Francis G. Peay (May 23, 1944 – September 21, 2013) was an American football offensive tackle and head coach. William N. Wallace of the New York Times once described him as "an intelligent beautifully constructed athlete".

== Early life ==
Peay was born on May 23, 1944, in Pittsburgh, Pennsylvania, the son of Francis Sr. and Amy Peay. He attended Schenley High School, located in Pittsburgh's Oakland neighborhood. As a junior, he played center on the football team, at 6 ft 1 in (1.85 m), 185 pounds (83.9 kg). As a senior, he was a 200-pound or 210-pound tackle.

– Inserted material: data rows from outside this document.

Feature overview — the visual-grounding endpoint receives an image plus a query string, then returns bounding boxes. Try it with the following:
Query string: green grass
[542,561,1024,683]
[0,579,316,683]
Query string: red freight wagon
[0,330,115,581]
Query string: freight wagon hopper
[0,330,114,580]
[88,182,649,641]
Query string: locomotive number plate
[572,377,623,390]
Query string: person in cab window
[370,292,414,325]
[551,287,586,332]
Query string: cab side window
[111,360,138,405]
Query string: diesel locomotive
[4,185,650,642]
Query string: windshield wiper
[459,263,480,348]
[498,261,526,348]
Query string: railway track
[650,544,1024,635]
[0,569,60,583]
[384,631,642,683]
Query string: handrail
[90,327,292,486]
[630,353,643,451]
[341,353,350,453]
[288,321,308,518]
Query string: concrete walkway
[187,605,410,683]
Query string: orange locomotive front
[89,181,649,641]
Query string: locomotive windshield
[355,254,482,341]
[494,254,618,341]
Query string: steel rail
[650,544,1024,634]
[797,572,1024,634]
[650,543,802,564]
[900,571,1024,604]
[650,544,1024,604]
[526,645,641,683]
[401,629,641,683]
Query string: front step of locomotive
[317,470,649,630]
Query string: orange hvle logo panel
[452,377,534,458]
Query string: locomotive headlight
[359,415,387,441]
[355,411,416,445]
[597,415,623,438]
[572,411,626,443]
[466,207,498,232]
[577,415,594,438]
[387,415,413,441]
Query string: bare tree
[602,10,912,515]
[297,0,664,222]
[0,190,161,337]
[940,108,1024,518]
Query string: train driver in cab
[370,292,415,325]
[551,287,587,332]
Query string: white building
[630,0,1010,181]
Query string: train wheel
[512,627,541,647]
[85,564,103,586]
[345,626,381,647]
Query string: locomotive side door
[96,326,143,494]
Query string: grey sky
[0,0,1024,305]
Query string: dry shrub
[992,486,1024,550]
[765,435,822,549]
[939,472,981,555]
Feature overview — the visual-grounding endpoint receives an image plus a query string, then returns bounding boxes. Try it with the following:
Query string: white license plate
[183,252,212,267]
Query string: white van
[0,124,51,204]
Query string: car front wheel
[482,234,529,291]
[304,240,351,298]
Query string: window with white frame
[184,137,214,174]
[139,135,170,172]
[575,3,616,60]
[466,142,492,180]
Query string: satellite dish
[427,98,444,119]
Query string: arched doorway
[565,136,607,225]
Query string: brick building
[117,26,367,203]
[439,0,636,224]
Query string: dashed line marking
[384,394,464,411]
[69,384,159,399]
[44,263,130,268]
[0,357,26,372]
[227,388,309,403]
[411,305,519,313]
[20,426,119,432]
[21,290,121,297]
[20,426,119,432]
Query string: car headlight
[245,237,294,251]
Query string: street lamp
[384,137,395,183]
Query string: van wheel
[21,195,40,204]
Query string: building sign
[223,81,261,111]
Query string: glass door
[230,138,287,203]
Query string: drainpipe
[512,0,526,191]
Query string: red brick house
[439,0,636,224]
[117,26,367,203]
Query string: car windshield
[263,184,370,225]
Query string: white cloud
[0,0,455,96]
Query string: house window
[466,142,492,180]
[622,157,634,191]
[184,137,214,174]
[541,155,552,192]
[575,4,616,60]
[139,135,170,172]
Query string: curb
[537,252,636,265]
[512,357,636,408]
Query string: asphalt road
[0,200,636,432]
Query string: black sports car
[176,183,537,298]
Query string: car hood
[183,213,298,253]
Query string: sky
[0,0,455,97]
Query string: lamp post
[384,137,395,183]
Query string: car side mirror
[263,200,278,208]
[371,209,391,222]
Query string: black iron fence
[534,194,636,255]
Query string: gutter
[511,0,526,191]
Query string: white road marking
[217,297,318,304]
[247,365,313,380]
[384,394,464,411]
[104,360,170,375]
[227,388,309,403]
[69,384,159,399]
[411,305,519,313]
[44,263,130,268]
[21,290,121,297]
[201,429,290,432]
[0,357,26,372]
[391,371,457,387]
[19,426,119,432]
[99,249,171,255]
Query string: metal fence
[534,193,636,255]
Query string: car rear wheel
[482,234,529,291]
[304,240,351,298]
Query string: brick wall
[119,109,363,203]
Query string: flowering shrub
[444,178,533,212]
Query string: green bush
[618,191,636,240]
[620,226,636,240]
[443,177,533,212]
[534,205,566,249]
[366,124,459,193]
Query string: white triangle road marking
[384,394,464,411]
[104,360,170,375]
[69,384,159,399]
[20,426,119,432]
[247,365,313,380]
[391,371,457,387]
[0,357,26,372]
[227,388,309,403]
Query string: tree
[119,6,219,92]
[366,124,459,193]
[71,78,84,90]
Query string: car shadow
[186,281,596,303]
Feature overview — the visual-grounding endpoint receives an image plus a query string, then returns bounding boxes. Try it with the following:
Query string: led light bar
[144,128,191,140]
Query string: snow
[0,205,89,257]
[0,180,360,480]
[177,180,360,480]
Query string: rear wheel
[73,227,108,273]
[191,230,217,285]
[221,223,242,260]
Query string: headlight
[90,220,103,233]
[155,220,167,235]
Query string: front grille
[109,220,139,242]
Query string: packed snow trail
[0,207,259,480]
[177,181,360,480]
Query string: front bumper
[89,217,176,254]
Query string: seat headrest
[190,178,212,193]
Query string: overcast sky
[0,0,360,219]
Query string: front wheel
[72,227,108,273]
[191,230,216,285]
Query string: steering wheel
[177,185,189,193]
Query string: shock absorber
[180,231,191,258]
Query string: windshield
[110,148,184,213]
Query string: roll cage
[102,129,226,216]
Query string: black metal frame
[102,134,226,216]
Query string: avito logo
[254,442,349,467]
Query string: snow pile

He was named to the 1961 All-City (Pittsburgh) League team at guard. Schenley did not win any football games during his freshman and sophomore years, but in his senior year it only lost one game. As a high school player, Peay idolized New York Giants' Hall of Fame offensive tackle Rosey Brown (who retired the year before Peay joined the Giants).

Among other notable people who attended Schenley before it closed are National Football League (NFL) running back Larry Brown, artist Andy Warhol, Nobel Prize winner Clifford Shull, musician George Benson, Harvard's first black tenured professor Derrick Bell, National Basketball Association star Maurice Lucas, and professional wrestler Bruno Sammartino.

== College ==
Peay received an athletic scholarship to the University of Arizona, but then transferred to Cameron State Agricultural College (now Cameron University) in Lawton, Oklahoma, playing college football (1963-64) as an offensive right tackle at 6 ft 5 in (1.96 m) 230 pounds (104.3 kg). While at Cameron, his team had an 8–2 record and averaged just over 230 rushing yards per game, mostly running the ball behind Peay as a blocker.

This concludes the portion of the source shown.